Some lessons don’t need to be learned, they are just already known. Canvas, a bad idea sprinkled with a little Gary Busey charm and some classic early-90’s movie music (long guitar chords with loud drum thumps) is a lesson that isn’t worth learning, unless you happen to be a martyr. That lesson is that art and action don’t mix. This movie never should have been attempted, and the world is no better off for it.
The lead role is an artist with a screw-up brother who is always getting him into trouble and whining obnoxiously. That last part is extremely important, because not only as the writing and acting for that particular role horrible, the character is so annoying as to make any scene involving him borderline unwatchable. Its not funny annoying, like the sidekick in National Treasure. It isn’t cute annoying, like Tina Fey in 30 Rock. Its simply painful.
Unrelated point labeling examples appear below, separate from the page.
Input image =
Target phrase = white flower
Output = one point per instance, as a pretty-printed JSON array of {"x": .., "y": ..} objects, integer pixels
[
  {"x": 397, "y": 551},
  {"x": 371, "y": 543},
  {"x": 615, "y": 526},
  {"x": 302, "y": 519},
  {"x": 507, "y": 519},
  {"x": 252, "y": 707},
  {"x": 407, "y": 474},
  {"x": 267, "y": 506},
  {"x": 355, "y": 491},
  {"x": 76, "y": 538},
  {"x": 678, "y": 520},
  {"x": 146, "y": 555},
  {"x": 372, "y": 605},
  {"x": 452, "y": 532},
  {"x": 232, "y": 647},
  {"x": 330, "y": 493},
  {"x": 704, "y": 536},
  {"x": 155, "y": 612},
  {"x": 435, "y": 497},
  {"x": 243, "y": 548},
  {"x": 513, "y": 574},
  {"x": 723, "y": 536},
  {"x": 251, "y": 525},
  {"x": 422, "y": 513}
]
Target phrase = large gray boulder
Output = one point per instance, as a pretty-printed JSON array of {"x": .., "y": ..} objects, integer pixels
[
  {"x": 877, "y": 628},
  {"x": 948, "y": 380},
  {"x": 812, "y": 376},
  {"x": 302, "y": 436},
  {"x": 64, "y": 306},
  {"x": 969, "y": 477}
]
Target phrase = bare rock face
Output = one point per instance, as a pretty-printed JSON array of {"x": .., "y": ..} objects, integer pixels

So, as I said, if you’re a martyr and truly want to see the most annoying performance in modern movie history, watch this film.
Busey plays the main antagonist of the film, and he performs adequately. But the movie isn’t centered around him, its centered around John Rhys-Davies and Vittorio Rossi, so needless to say the film doesn’t play to its strengths and simply flops overall. There is no tension, no relating with the characters, and no gripping scenes of any kind. There were times when I was watching where I wondered if it was actually a satire of the genre, but it seems much more likely that the movie was just poor than that the writers were incredibly, convolutedly witty.
I have a bit of an affinity for early 90’s films. But if you’re looking for a solid watch, go for In the Mouth of Madness, and skip Canvas.